The film’s concept is great, as the two fans search for meaning in unlikely places and face disappointment when the revelation doesn’t live up to the anticipation. But what gets me are the absurdist little production details – one kid wears a T-shirt with the word “Salt” on it, the random pictures on the classroom wall, the sombreros. It just creates a vibrant world unlike our own, but close enough to feel right. I hope you enjoy it too.
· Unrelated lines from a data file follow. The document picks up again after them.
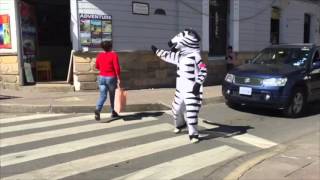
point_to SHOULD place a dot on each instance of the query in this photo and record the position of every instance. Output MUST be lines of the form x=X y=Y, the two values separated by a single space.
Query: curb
x=29 y=108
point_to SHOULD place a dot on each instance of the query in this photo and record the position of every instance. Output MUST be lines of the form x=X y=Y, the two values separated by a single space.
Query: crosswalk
x=135 y=147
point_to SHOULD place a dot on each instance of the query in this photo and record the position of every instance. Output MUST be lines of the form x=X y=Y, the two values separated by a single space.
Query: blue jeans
x=106 y=84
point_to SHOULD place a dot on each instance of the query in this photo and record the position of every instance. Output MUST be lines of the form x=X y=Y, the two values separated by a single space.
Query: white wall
x=254 y=31
x=138 y=32
x=292 y=21
x=8 y=7
x=254 y=24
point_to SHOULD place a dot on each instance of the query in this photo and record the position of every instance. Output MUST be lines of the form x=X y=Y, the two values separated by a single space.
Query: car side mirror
x=248 y=61
x=316 y=65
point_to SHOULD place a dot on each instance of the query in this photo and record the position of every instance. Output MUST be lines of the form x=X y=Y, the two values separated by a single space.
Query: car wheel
x=296 y=104
x=232 y=104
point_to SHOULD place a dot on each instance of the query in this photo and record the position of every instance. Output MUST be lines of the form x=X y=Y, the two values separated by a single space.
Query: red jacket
x=108 y=64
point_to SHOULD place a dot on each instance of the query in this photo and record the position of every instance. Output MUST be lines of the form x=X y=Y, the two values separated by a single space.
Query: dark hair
x=194 y=33
x=106 y=45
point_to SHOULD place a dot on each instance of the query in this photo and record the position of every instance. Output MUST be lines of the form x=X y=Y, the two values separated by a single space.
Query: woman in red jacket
x=107 y=63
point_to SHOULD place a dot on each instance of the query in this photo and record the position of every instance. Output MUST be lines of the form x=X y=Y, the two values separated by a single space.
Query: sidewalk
x=300 y=160
x=84 y=102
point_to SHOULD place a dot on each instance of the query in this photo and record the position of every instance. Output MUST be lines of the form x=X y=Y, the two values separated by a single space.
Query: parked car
x=284 y=77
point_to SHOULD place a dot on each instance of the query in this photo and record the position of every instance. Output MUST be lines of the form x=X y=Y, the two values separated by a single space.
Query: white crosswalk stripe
x=246 y=138
x=45 y=124
x=65 y=131
x=28 y=118
x=179 y=167
x=150 y=126
x=67 y=147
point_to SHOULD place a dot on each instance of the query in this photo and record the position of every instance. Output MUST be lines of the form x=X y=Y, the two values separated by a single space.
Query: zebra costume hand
x=154 y=49
x=196 y=89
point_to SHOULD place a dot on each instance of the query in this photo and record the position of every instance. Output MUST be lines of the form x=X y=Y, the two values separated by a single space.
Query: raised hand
x=196 y=89
x=154 y=48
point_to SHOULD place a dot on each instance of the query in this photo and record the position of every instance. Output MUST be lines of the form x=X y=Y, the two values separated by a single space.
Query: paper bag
x=120 y=100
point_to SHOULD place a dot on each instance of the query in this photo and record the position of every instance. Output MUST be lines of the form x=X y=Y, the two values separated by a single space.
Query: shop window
x=218 y=27
x=275 y=26
x=307 y=24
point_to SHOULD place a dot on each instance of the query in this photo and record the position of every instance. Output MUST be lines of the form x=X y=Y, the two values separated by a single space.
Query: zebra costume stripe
x=191 y=74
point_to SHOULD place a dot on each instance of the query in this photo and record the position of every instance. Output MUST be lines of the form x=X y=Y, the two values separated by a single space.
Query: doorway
x=52 y=39
x=307 y=27
x=218 y=27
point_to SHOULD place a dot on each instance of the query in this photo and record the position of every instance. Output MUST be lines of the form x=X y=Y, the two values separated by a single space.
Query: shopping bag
x=120 y=100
One Response to “Raftman Fandom”

  1. Really liked that one. But if you’re disappointed by the ending of a narrative, or if you come to believe that the author was just screwing with you, can you go back to your original interpretation or original feeling that were evoked by the text the first time you experienced it? Sometimes, I feel almost shameful about trying to do that, like I’m shrinking from the “reality” of the text, reverting back to some naive, childlike way of looking at the world b/c i can’t face the fact that the story (or the author) wasn’t what i thought it was. But when i think about the ideal story experience as a temporary state that is co-authored by the audience and the authors (as this short film seems to be saying it is), then i feel better about it. Maybe we have to be temporarily ignorant of the intentions of the author as well as the conclusion of the story in order to get lost in a good story, which is part of the reason I can’t get truly “lost” in Lost – the constant presences of Lindlof and Cuse.